Какое-то время непонятно, кто кем управляет – Генри шлангом или шланг Генри. Я уже собираюсь прийти к нему на помощь, приподнимаюсь с земли, но тут мальчику удается направить струю прямо на ламантина. Струя изгибается красивой дугой.

Животное плывет к пристани. Струя бьет его прямо по голове. Генри улыбается. Присев у края причала и нагнувшись над водой, он тычет шлангом прямо в морду этому малосимпатичному животному. Зверь фыркает и отплевывается. Стремясь заглотить сопло шланга, он случайно тычется носом в ручонку мальчика. Генри радостно хихикает. Я улыбаюсь. Как жаль, что Элизабет не суждено услышать смех нашего сына. Я грустно качаю головой, думая о том, как мало времени нам было отпущено провести вместе. Мне пусто и тоскливо без нее.

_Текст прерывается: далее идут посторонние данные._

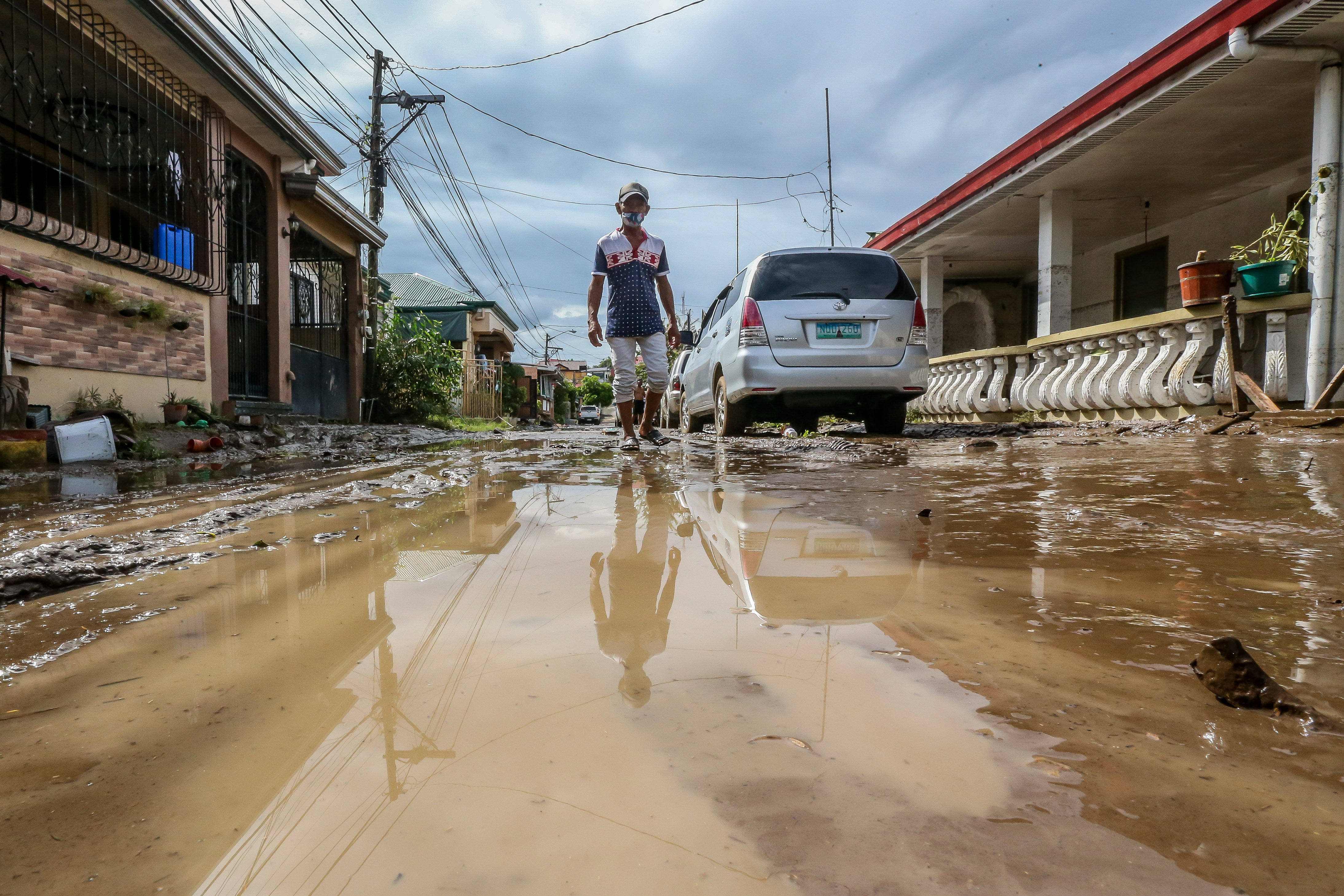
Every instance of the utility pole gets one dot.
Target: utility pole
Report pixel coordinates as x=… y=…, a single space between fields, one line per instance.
x=377 y=170
x=377 y=156
x=831 y=183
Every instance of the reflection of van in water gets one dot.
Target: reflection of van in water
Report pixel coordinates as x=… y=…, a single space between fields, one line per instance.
x=795 y=569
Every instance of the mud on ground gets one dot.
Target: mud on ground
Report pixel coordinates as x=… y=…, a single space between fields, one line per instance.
x=538 y=666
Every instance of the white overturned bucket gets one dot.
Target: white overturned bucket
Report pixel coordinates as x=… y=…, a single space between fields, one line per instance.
x=87 y=441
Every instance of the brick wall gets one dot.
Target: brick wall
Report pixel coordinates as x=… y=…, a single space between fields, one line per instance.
x=62 y=330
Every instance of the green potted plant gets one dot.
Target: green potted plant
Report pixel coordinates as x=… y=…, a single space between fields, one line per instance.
x=1271 y=261
x=175 y=410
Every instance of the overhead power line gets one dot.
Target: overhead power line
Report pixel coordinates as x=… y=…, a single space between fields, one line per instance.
x=523 y=62
x=615 y=162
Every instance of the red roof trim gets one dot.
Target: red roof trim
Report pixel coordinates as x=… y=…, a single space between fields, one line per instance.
x=11 y=276
x=1198 y=38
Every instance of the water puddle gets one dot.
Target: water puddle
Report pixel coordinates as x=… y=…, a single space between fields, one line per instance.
x=713 y=670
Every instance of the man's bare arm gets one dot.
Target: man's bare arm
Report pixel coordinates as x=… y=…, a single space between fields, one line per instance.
x=595 y=304
x=670 y=307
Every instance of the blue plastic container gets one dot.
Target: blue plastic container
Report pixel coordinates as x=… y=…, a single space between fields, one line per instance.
x=177 y=246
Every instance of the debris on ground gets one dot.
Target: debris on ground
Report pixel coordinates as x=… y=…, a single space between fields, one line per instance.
x=797 y=743
x=1236 y=680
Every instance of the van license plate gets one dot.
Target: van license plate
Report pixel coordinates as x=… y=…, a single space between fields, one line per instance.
x=839 y=330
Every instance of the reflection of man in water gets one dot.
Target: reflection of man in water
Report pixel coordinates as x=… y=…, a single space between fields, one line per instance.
x=636 y=628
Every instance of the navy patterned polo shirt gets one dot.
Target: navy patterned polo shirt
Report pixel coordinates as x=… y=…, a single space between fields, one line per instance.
x=632 y=296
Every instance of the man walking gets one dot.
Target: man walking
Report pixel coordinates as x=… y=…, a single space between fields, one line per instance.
x=635 y=264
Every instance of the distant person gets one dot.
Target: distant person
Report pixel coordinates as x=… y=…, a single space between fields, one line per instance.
x=636 y=265
x=635 y=628
x=638 y=405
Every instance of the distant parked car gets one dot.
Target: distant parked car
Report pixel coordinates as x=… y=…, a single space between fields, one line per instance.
x=671 y=409
x=804 y=332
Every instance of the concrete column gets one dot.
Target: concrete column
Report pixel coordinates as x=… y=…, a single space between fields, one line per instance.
x=1324 y=266
x=354 y=334
x=277 y=288
x=1055 y=264
x=930 y=291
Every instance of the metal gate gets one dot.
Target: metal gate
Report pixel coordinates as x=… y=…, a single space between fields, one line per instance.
x=482 y=385
x=249 y=347
x=319 y=350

Генри – чудесный ребенок, достойный объект моих забот. Однако же уже более четырех лет я не дотрагивался до женщины. Столько же времени я не был на большой земле. Артуро все время подбивает меня уехать с острова. Я никогда не снисходил и не снизойду до объяснений: мол, Генри пока недостаточно умеет себя вести среди чужих людей, за ним не может присматривать никто, кроме меня… Артуро получает зарплату за то, что он ведет мои дела, а не за личные советы.

И все-таки не далее как вчера он опять взялся за свое: «Я восхищаюсь твоей преданностью сыну. Но нужно же иногда проветриться. Тебе необходима своя собственная жизнь… По крайней мере давай найдем тебе женщину…» Я только вздохнул в телефонную трубку:

– Давай не будем искать. Когда Генри исполнится четыре, можно будет взять его с собой на материк. Я в состоянии подождать.

Не то чтобы ждать было очень легко. Я жажду заполнить пустоту, появившуюся в моей жизни со смертью Элизабет. Но Артуро никогда не понять, что обычная женщина мне не подойдет. Мне нужна только женщина нашей породы. Я знаю, кто именно мне нужен, где ее искать, и думаю о ней все чаще и чаще. Поначалу эти мысли сопровождались острым чувством вины – ведь они вторгались в мою скорбь по Элизабет. Но время облегчило эту ношу. В конце концов, Элизабет первая поняла бы мое желание иметь новую подругу и одобрила бы мои поиски. Другое дело: как бы она отнеслась к моему выбору – я хочу Хлою, ее сестру.

Когда я в последний раз видел Хлою, ей едва исполнилось тринадцать. Это было на Ямайке, вскоре после нашей с Элизабет встречи. Тогдашний облик Хлои все еще стоит у меня перед глазами: юная темнокожая девчушка с сияющими изумрудно-зелеными глазами и шаловливой улыбкой. Понятно, что сейчас она выглядит старше, но ей не может быть больше семнадцати. У меня еще есть время, говорю я себе, чтобы добраться к ней со своего острова. Вряд ли Хлоя достигнет зрелости раньше восемнадцати лет.